Z Wikiźródeł, wolnej biblioteki
Ta strona została skorygowana.
—  492  —

— Nonsens! Mówiłem o naszych głowach, a nie tylko o mojej.
— Postąpiłeś bardzo niesłusznie. Jak mogłeś mówić o głowie, nie należącej do ciebie, lecz do mnie? Ja nie pozwalam sobie nigdy mówić o twojej głowie, że jest głupia, bo ty sam już to twierdzisz, a wiesz to chyba lepiej ode mnie, kochany Dicku.
— Czy jestem kochanym Dickiem, czy nie, to wszystko jedno, ale skoro mię obrażasz, to nie będę nim już długo. Powiedzcie teraz, mr. Shatterhand, czy my dwaj mamy jeszcze dzisiaj co do czynienia?

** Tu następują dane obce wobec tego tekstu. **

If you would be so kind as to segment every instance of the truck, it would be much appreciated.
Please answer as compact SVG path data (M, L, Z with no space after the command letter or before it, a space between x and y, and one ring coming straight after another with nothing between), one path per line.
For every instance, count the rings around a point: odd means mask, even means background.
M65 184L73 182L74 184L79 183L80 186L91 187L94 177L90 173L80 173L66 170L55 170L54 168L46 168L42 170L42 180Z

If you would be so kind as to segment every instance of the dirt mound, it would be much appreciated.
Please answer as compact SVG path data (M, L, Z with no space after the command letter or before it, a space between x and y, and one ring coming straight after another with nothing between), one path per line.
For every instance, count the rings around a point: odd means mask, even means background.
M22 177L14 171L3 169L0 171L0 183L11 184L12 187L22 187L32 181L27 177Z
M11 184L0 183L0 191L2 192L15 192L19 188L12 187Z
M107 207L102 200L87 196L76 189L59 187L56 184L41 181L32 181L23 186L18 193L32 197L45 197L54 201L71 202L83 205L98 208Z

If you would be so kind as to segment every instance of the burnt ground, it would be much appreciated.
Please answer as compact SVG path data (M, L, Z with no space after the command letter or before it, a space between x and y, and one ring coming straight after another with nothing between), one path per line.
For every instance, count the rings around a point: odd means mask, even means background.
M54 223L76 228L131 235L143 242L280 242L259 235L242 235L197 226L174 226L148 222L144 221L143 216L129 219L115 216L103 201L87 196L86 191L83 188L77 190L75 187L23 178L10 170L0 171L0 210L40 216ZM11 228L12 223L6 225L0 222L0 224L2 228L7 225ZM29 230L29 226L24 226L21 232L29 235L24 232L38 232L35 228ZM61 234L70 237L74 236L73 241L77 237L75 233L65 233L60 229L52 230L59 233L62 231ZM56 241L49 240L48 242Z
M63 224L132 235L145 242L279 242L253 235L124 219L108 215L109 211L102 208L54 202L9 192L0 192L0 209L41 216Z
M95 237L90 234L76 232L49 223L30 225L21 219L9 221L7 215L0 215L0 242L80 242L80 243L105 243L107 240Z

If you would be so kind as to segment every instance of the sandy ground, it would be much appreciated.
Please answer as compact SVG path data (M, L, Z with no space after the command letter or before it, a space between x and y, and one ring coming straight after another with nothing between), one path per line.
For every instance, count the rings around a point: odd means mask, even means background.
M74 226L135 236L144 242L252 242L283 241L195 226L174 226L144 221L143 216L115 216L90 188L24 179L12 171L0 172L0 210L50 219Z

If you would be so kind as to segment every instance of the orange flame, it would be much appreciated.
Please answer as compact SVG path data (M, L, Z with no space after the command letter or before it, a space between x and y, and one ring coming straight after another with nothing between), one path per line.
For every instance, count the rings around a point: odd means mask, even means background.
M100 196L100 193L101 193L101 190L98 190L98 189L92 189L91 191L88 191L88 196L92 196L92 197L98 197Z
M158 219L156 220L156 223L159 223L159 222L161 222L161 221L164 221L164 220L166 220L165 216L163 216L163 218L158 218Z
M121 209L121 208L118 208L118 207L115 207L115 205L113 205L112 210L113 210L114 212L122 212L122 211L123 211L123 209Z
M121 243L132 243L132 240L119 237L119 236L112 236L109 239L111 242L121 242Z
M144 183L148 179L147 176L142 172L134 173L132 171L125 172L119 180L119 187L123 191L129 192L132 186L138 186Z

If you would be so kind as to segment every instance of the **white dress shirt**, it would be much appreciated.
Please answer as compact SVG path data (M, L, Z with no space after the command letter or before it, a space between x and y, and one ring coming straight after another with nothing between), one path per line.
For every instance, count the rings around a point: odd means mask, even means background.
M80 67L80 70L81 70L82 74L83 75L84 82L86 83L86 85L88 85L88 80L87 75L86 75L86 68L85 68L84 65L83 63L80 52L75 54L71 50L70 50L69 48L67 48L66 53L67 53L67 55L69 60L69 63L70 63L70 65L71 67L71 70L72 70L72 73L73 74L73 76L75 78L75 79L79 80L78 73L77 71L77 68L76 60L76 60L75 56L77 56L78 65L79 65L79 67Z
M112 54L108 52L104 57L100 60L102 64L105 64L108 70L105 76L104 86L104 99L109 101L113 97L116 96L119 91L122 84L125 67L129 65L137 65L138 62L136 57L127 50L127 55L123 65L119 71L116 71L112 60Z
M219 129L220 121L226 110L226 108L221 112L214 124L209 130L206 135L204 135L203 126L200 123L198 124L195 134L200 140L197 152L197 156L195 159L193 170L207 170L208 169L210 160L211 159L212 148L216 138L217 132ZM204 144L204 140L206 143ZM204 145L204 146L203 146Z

— Nie znajduję dziś dla was roboty. Przyjdźcie jutro z końmi tam, gdzie parowiec ląduje. To wszystko, co wam chciałem powiedzieć. Ale, byłbym zapomniał o rzeczy najważniejszej! Okradziono was, brak więc wam pieniędzy.
— Chcecie nam pożyczyć, sir?
— Owszem.
— Dziękuję! My wam także pożyczymy, jeśli będziecie potrzebowali. Dam wam nawet teraz ten cały worek do rozporządzenia, jeśli będziecie tak dobrzy i przyjmiecie go ode mnie.
Przy tych słowach wyciągnął duży skórzany, całkiem pełny worek i rzucił go na stół, że zadźwięczało. Worek zawierał pewnie samo złoto.
— Gdybym go przyjął, wy zostalibyście bez grosza — odrzekłem.
— To nic strasznego, bo Holbers ma taki sam wielki i pełny worek. Byliśmy na tyle mądrzy, że do portfelu włożyliśmy tylko papiery. Kilka tysięcy dolarów kazaliśmy sobie zmienić na złotówki i schowaliśmy w tych workach. Możemy więc opędzić wszystkie nasze wydatki. No, teraz trzeba iść spać, bo stąd aż do Kanzas-City będziemy spali niewiele. Wiadomo, że na parowcu niepodobna oka zmrużyć.
— Jeśli chcecie już spać, to idźcie. Na razie omówiliśmy wszystko.